4. A Different Kind of Complex System

  • 4.1 Two kinds of complex systems simulations

    • Differentiates between simplified mathematical models and comprehensive simulations.
    • Positions generative models as a distinct type of complex system.
  • 4.2 Generative Models: the easiest complex system to study

    • Lists advantages of studying generative models, such as perfect fidelity state encoding, complete theory of low-level dynamics, exact repeatability, ease of perturbation, and absence of observer effects.
    • Highlights that generative models produce human-understandable media, facilitating the study of patterns.
  • 4.3 The necessity of open-source models

    • Emphasizes the importance of open-source models for reproducible science.
    • Argues that proprietary APIs hinder the ability to fully study and understand models.

5. Conclusion

  • Calls for a shift in focus towards understanding what models are doing.
  • Advocates for a behavioral approach to studying generative models to form the basis for deeper understanding and future evaluations.
  • Emphasizes the importance of open-source models in enabling this research.

6. Limitations

  • Acknowledges that the perspective presented is one of many and does not capture the totality of viewpoints.
  • Notes the exclusion of a comprehensive survey of related issues and the subjective nature of some assessments.

Final Resume and Main Considerations

The paper by Holtzman et al. argues that NLP has shifted from an engineering discipline to a complex systems science due to the emergent behaviors of large language models.
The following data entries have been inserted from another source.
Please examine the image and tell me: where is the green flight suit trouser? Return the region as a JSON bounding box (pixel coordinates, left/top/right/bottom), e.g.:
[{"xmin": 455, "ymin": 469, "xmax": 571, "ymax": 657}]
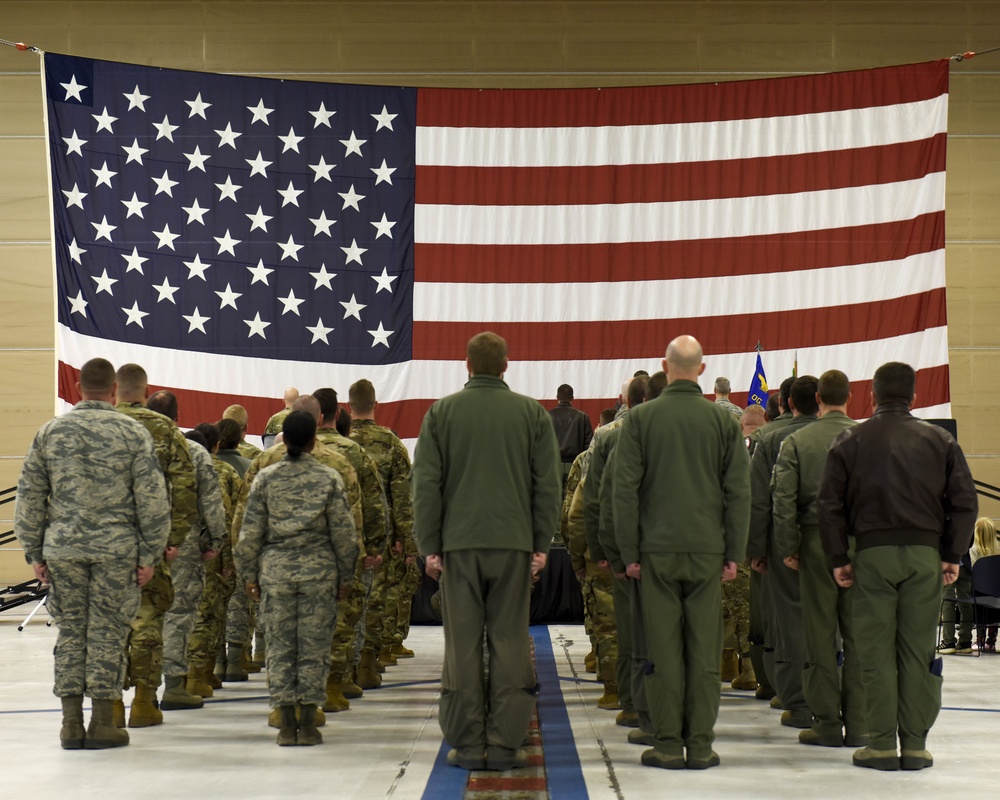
[
  {"xmin": 440, "ymin": 548, "xmax": 536, "ymax": 750},
  {"xmin": 611, "ymin": 578, "xmax": 635, "ymax": 714},
  {"xmin": 799, "ymin": 527, "xmax": 868, "ymax": 738},
  {"xmin": 639, "ymin": 553, "xmax": 723, "ymax": 759},
  {"xmin": 854, "ymin": 545, "xmax": 942, "ymax": 750}
]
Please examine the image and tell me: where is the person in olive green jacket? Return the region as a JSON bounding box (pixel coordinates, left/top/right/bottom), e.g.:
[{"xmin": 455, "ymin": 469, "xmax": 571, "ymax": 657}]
[
  {"xmin": 413, "ymin": 332, "xmax": 562, "ymax": 770},
  {"xmin": 612, "ymin": 336, "xmax": 750, "ymax": 769},
  {"xmin": 771, "ymin": 369, "xmax": 867, "ymax": 747}
]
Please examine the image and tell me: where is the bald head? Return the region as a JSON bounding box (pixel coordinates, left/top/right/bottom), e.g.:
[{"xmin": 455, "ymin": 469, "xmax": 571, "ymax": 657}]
[
  {"xmin": 663, "ymin": 334, "xmax": 705, "ymax": 383},
  {"xmin": 292, "ymin": 394, "xmax": 323, "ymax": 425}
]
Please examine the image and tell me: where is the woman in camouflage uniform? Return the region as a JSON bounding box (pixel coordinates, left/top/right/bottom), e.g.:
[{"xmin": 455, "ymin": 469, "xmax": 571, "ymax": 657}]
[{"xmin": 235, "ymin": 411, "xmax": 358, "ymax": 746}]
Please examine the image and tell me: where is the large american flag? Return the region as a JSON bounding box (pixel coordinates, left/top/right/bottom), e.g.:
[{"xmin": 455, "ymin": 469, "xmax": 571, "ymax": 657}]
[{"xmin": 44, "ymin": 54, "xmax": 950, "ymax": 440}]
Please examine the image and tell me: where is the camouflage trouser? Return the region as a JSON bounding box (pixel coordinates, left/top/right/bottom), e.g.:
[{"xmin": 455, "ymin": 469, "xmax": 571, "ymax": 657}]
[
  {"xmin": 583, "ymin": 561, "xmax": 618, "ymax": 682},
  {"xmin": 163, "ymin": 536, "xmax": 205, "ymax": 678},
  {"xmin": 332, "ymin": 570, "xmax": 368, "ymax": 683},
  {"xmin": 351, "ymin": 569, "xmax": 378, "ymax": 666},
  {"xmin": 365, "ymin": 559, "xmax": 392, "ymax": 655},
  {"xmin": 260, "ymin": 580, "xmax": 337, "ymax": 706},
  {"xmin": 392, "ymin": 560, "xmax": 420, "ymax": 644},
  {"xmin": 722, "ymin": 564, "xmax": 750, "ymax": 655},
  {"xmin": 46, "ymin": 558, "xmax": 139, "ymax": 700},
  {"xmin": 188, "ymin": 558, "xmax": 236, "ymax": 669},
  {"xmin": 128, "ymin": 561, "xmax": 174, "ymax": 689},
  {"xmin": 226, "ymin": 575, "xmax": 251, "ymax": 644}
]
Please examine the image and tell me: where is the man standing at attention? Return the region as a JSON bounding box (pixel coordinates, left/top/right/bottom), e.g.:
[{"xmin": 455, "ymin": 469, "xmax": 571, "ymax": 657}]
[
  {"xmin": 14, "ymin": 358, "xmax": 170, "ymax": 750},
  {"xmin": 612, "ymin": 336, "xmax": 750, "ymax": 769},
  {"xmin": 818, "ymin": 361, "xmax": 978, "ymax": 770},
  {"xmin": 413, "ymin": 332, "xmax": 561, "ymax": 770}
]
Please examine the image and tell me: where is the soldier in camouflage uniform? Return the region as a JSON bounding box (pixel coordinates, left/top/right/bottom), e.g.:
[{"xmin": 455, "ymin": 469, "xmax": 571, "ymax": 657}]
[
  {"xmin": 264, "ymin": 386, "xmax": 299, "ymax": 447},
  {"xmin": 116, "ymin": 364, "xmax": 198, "ymax": 728},
  {"xmin": 187, "ymin": 420, "xmax": 239, "ymax": 697},
  {"xmin": 236, "ymin": 411, "xmax": 358, "ymax": 745},
  {"xmin": 157, "ymin": 406, "xmax": 229, "ymax": 711},
  {"xmin": 14, "ymin": 358, "xmax": 170, "ymax": 749},
  {"xmin": 222, "ymin": 405, "xmax": 263, "ymax": 461},
  {"xmin": 226, "ymin": 395, "xmax": 364, "ymax": 727},
  {"xmin": 313, "ymin": 388, "xmax": 388, "ymax": 692},
  {"xmin": 348, "ymin": 378, "xmax": 420, "ymax": 663}
]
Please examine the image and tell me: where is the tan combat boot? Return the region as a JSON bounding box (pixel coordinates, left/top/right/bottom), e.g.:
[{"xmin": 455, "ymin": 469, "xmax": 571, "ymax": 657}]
[
  {"xmin": 59, "ymin": 694, "xmax": 85, "ymax": 750},
  {"xmin": 719, "ymin": 648, "xmax": 740, "ymax": 683},
  {"xmin": 83, "ymin": 687, "xmax": 131, "ymax": 750},
  {"xmin": 358, "ymin": 650, "xmax": 382, "ymax": 689},
  {"xmin": 392, "ymin": 642, "xmax": 413, "ymax": 659},
  {"xmin": 296, "ymin": 705, "xmax": 323, "ymax": 747},
  {"xmin": 130, "ymin": 683, "xmax": 163, "ymax": 728}
]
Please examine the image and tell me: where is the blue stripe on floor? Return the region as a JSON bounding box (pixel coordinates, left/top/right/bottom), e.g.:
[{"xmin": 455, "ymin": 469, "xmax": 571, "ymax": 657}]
[
  {"xmin": 530, "ymin": 625, "xmax": 589, "ymax": 800},
  {"xmin": 423, "ymin": 742, "xmax": 469, "ymax": 800}
]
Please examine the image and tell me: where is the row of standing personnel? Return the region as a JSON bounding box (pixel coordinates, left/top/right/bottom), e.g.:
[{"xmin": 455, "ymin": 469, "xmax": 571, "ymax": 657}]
[
  {"xmin": 563, "ymin": 337, "xmax": 976, "ymax": 770},
  {"xmin": 15, "ymin": 359, "xmax": 419, "ymax": 749}
]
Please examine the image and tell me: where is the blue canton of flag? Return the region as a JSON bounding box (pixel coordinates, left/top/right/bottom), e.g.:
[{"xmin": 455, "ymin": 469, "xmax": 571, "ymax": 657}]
[
  {"xmin": 747, "ymin": 353, "xmax": 767, "ymax": 408},
  {"xmin": 45, "ymin": 54, "xmax": 416, "ymax": 368}
]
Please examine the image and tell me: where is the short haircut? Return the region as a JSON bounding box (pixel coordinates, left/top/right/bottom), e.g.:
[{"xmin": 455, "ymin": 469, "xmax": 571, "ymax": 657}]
[
  {"xmin": 465, "ymin": 331, "xmax": 507, "ymax": 378},
  {"xmin": 347, "ymin": 378, "xmax": 375, "ymax": 414},
  {"xmin": 337, "ymin": 408, "xmax": 352, "ymax": 437},
  {"xmin": 80, "ymin": 358, "xmax": 115, "ymax": 394},
  {"xmin": 146, "ymin": 389, "xmax": 177, "ymax": 422},
  {"xmin": 184, "ymin": 428, "xmax": 211, "ymax": 450},
  {"xmin": 281, "ymin": 410, "xmax": 316, "ymax": 461},
  {"xmin": 222, "ymin": 405, "xmax": 250, "ymax": 438},
  {"xmin": 313, "ymin": 387, "xmax": 337, "ymax": 422},
  {"xmin": 764, "ymin": 392, "xmax": 781, "ymax": 420},
  {"xmin": 872, "ymin": 361, "xmax": 917, "ymax": 403},
  {"xmin": 628, "ymin": 375, "xmax": 649, "ymax": 406},
  {"xmin": 790, "ymin": 375, "xmax": 819, "ymax": 415},
  {"xmin": 816, "ymin": 369, "xmax": 851, "ymax": 406},
  {"xmin": 115, "ymin": 364, "xmax": 149, "ymax": 397},
  {"xmin": 778, "ymin": 378, "xmax": 795, "ymax": 409},
  {"xmin": 215, "ymin": 419, "xmax": 243, "ymax": 450},
  {"xmin": 194, "ymin": 420, "xmax": 220, "ymax": 452},
  {"xmin": 646, "ymin": 370, "xmax": 667, "ymax": 403}
]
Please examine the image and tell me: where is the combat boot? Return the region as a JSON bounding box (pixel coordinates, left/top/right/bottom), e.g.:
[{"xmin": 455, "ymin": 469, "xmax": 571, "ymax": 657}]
[
  {"xmin": 59, "ymin": 694, "xmax": 85, "ymax": 750},
  {"xmin": 240, "ymin": 639, "xmax": 262, "ymax": 673},
  {"xmin": 392, "ymin": 642, "xmax": 413, "ymax": 659},
  {"xmin": 128, "ymin": 683, "xmax": 163, "ymax": 728},
  {"xmin": 187, "ymin": 665, "xmax": 215, "ymax": 697},
  {"xmin": 296, "ymin": 705, "xmax": 323, "ymax": 747},
  {"xmin": 160, "ymin": 675, "xmax": 205, "ymax": 711},
  {"xmin": 357, "ymin": 650, "xmax": 382, "ymax": 689},
  {"xmin": 222, "ymin": 642, "xmax": 250, "ymax": 683},
  {"xmin": 719, "ymin": 647, "xmax": 740, "ymax": 683},
  {"xmin": 597, "ymin": 681, "xmax": 622, "ymax": 711},
  {"xmin": 323, "ymin": 675, "xmax": 351, "ymax": 713},
  {"xmin": 111, "ymin": 697, "xmax": 125, "ymax": 728},
  {"xmin": 83, "ymin": 687, "xmax": 132, "ymax": 750},
  {"xmin": 252, "ymin": 630, "xmax": 267, "ymax": 672},
  {"xmin": 272, "ymin": 706, "xmax": 298, "ymax": 747},
  {"xmin": 732, "ymin": 656, "xmax": 757, "ymax": 692},
  {"xmin": 378, "ymin": 646, "xmax": 399, "ymax": 667}
]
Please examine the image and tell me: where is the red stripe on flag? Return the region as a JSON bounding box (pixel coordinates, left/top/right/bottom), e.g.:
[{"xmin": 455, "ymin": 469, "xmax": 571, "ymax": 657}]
[
  {"xmin": 413, "ymin": 289, "xmax": 947, "ymax": 361},
  {"xmin": 417, "ymin": 59, "xmax": 949, "ymax": 128},
  {"xmin": 414, "ymin": 211, "xmax": 944, "ymax": 283},
  {"xmin": 416, "ymin": 133, "xmax": 948, "ymax": 206}
]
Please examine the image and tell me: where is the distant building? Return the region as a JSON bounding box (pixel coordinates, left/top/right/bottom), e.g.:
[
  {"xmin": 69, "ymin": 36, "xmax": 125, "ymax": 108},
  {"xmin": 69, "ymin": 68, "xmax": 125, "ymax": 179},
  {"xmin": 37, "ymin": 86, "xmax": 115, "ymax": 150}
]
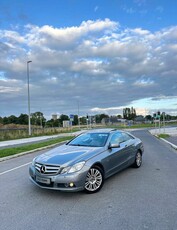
[
  {"xmin": 101, "ymin": 116, "xmax": 126, "ymax": 125},
  {"xmin": 134, "ymin": 115, "xmax": 145, "ymax": 124}
]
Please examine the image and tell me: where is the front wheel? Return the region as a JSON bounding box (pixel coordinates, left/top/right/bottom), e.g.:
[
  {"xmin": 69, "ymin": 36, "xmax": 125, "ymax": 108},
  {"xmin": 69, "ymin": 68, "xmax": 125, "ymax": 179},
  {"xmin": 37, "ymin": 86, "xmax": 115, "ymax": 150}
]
[
  {"xmin": 85, "ymin": 166, "xmax": 104, "ymax": 193},
  {"xmin": 133, "ymin": 151, "xmax": 142, "ymax": 168}
]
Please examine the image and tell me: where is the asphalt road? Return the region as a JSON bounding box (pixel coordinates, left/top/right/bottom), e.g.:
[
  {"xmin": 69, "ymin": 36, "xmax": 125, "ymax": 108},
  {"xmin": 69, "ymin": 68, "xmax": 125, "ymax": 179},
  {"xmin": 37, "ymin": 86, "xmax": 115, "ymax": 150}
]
[{"xmin": 0, "ymin": 131, "xmax": 177, "ymax": 230}]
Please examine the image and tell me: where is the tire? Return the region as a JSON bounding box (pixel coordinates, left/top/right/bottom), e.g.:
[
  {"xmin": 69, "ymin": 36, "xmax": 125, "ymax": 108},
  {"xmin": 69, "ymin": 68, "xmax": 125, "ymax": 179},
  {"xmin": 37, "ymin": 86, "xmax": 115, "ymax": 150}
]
[
  {"xmin": 84, "ymin": 166, "xmax": 104, "ymax": 194},
  {"xmin": 133, "ymin": 151, "xmax": 142, "ymax": 168}
]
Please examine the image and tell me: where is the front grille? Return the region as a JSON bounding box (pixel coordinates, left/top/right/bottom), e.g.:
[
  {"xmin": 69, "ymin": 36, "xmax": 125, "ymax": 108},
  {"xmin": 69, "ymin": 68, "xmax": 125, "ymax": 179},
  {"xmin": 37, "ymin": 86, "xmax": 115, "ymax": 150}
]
[{"xmin": 35, "ymin": 162, "xmax": 60, "ymax": 175}]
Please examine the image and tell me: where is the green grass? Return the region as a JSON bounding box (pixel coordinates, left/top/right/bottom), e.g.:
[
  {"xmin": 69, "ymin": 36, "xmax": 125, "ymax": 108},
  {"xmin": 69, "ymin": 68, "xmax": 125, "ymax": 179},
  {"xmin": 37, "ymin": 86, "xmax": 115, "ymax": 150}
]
[
  {"xmin": 158, "ymin": 133, "xmax": 170, "ymax": 139},
  {"xmin": 0, "ymin": 136, "xmax": 73, "ymax": 158}
]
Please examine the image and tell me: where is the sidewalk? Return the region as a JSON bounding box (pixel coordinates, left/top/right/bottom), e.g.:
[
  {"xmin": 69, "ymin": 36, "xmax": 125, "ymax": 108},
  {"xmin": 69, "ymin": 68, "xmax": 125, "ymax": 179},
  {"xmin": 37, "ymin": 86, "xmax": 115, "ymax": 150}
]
[
  {"xmin": 0, "ymin": 131, "xmax": 83, "ymax": 149},
  {"xmin": 149, "ymin": 127, "xmax": 177, "ymax": 149}
]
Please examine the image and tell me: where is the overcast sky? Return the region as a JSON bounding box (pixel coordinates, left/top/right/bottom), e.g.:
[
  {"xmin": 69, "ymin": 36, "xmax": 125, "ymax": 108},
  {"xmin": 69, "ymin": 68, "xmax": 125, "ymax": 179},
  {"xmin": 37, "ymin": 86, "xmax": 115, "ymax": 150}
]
[{"xmin": 0, "ymin": 0, "xmax": 177, "ymax": 118}]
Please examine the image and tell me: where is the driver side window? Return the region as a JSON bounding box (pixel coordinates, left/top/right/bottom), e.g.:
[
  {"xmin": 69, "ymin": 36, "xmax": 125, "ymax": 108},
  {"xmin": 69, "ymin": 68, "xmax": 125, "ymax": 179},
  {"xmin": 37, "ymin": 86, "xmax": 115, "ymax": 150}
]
[{"xmin": 110, "ymin": 133, "xmax": 123, "ymax": 144}]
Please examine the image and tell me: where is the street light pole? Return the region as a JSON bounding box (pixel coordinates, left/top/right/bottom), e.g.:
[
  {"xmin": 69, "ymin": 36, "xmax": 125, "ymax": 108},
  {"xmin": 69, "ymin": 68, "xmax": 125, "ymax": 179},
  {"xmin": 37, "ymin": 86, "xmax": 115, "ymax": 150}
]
[{"xmin": 27, "ymin": 61, "xmax": 32, "ymax": 136}]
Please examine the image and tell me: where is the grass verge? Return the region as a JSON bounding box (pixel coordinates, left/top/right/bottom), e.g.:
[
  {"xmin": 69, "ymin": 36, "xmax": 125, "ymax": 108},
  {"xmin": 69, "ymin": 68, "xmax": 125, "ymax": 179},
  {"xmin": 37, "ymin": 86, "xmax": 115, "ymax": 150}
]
[
  {"xmin": 0, "ymin": 136, "xmax": 73, "ymax": 158},
  {"xmin": 158, "ymin": 133, "xmax": 170, "ymax": 139}
]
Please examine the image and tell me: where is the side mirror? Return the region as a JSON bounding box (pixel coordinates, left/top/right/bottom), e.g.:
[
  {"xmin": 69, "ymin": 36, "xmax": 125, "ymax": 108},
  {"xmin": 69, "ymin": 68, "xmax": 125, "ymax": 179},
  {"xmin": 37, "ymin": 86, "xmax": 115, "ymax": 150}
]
[{"xmin": 108, "ymin": 143, "xmax": 120, "ymax": 149}]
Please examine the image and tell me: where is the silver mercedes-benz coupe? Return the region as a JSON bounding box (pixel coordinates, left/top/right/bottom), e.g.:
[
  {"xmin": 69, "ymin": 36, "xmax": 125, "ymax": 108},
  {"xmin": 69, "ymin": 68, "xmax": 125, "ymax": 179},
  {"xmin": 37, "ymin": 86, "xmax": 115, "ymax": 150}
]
[{"xmin": 29, "ymin": 129, "xmax": 144, "ymax": 193}]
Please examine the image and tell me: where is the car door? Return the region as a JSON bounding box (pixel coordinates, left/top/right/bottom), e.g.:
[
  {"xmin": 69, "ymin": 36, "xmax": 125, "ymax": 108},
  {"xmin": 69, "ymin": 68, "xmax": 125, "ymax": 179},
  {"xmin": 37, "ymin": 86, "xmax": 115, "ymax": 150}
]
[{"xmin": 103, "ymin": 132, "xmax": 129, "ymax": 176}]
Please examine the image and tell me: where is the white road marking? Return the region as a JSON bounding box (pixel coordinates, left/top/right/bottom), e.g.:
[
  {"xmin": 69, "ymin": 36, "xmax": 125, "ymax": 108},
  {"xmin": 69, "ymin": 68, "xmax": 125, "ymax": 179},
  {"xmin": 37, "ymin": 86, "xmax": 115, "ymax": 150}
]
[{"xmin": 0, "ymin": 161, "xmax": 31, "ymax": 176}]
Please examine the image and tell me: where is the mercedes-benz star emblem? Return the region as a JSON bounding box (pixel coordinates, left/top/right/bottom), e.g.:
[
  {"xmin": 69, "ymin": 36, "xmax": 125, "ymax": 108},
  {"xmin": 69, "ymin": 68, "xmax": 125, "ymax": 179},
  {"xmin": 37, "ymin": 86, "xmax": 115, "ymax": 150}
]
[{"xmin": 40, "ymin": 165, "xmax": 45, "ymax": 173}]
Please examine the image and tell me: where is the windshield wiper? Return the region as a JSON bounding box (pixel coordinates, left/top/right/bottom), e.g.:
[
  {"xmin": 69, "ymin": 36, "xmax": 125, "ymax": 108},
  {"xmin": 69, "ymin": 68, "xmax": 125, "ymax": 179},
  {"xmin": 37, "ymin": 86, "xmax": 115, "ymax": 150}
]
[{"xmin": 69, "ymin": 144, "xmax": 83, "ymax": 146}]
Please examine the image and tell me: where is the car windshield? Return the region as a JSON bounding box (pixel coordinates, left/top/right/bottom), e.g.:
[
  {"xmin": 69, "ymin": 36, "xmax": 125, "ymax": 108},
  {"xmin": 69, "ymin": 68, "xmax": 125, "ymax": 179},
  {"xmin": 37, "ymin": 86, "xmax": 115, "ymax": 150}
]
[{"xmin": 68, "ymin": 133, "xmax": 109, "ymax": 147}]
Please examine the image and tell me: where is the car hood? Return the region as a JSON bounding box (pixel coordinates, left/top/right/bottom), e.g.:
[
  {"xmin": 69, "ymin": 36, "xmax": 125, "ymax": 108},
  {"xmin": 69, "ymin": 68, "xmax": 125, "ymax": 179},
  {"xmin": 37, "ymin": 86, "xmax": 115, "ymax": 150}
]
[{"xmin": 36, "ymin": 145, "xmax": 104, "ymax": 165}]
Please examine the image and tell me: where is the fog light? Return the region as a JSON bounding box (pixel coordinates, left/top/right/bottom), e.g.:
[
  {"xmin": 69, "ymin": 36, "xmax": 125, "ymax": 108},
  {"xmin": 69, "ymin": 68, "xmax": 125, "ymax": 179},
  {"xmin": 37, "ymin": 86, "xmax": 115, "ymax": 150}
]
[{"xmin": 69, "ymin": 182, "xmax": 74, "ymax": 187}]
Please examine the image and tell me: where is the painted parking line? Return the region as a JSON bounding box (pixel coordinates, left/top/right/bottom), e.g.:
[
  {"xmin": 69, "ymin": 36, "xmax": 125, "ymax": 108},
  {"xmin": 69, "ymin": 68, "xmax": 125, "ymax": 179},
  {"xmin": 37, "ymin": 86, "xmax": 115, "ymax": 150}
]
[{"xmin": 0, "ymin": 161, "xmax": 31, "ymax": 176}]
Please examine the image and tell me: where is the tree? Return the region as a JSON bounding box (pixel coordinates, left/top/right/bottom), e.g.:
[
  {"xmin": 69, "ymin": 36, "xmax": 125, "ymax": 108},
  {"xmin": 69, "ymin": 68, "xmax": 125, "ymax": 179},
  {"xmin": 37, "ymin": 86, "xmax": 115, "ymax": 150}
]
[
  {"xmin": 59, "ymin": 114, "xmax": 69, "ymax": 126},
  {"xmin": 17, "ymin": 113, "xmax": 28, "ymax": 125},
  {"xmin": 31, "ymin": 112, "xmax": 46, "ymax": 126},
  {"xmin": 145, "ymin": 115, "xmax": 152, "ymax": 121},
  {"xmin": 95, "ymin": 113, "xmax": 109, "ymax": 123},
  {"xmin": 117, "ymin": 114, "xmax": 122, "ymax": 119},
  {"xmin": 123, "ymin": 107, "xmax": 136, "ymax": 120}
]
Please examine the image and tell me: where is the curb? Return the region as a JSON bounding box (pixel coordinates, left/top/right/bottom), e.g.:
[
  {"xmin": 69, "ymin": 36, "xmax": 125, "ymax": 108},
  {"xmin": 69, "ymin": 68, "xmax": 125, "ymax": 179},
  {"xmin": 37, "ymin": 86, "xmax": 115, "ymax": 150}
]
[
  {"xmin": 149, "ymin": 130, "xmax": 177, "ymax": 150},
  {"xmin": 0, "ymin": 141, "xmax": 67, "ymax": 162},
  {"xmin": 160, "ymin": 138, "xmax": 177, "ymax": 150}
]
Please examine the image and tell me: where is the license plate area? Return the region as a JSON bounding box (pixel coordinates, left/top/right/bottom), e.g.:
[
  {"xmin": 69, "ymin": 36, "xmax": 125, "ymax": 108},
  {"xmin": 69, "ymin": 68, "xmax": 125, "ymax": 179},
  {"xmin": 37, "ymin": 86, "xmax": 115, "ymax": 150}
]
[{"xmin": 36, "ymin": 176, "xmax": 51, "ymax": 184}]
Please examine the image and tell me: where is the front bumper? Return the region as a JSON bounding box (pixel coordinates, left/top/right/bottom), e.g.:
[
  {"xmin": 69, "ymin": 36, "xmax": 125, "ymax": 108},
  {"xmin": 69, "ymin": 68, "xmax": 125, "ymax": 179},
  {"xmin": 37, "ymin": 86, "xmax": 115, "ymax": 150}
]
[{"xmin": 29, "ymin": 165, "xmax": 89, "ymax": 192}]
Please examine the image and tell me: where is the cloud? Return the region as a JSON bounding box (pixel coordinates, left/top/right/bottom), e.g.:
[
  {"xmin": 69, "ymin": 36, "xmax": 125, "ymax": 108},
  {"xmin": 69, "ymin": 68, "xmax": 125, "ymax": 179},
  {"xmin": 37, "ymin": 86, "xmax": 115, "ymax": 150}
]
[{"xmin": 0, "ymin": 19, "xmax": 177, "ymax": 115}]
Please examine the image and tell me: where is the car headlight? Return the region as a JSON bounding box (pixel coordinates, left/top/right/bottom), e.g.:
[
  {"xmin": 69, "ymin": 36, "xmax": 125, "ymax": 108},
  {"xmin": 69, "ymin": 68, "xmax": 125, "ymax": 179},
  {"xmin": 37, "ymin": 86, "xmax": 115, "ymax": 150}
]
[{"xmin": 61, "ymin": 161, "xmax": 85, "ymax": 174}]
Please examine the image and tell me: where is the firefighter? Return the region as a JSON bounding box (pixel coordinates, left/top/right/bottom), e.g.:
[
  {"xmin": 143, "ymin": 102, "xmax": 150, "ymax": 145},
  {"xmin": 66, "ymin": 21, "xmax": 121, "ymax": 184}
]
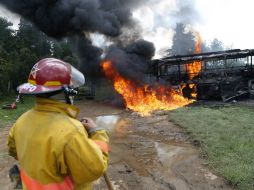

The authors propose a systematic effort to categorize and understand these behaviors to guide future research and improve model interpretability. They highlight the limitations of current benchmarks and the necessity of focusing on behavioral explanations. The paper underscores the advantages of studying generative models, such as their simulability and human-understandable outputs, but stresses the need for open-source models to enable reproducible science. Ultimately, the authors call for a focus on understanding what models do as a foundation for further research into how and why they exhibit certain behaviors.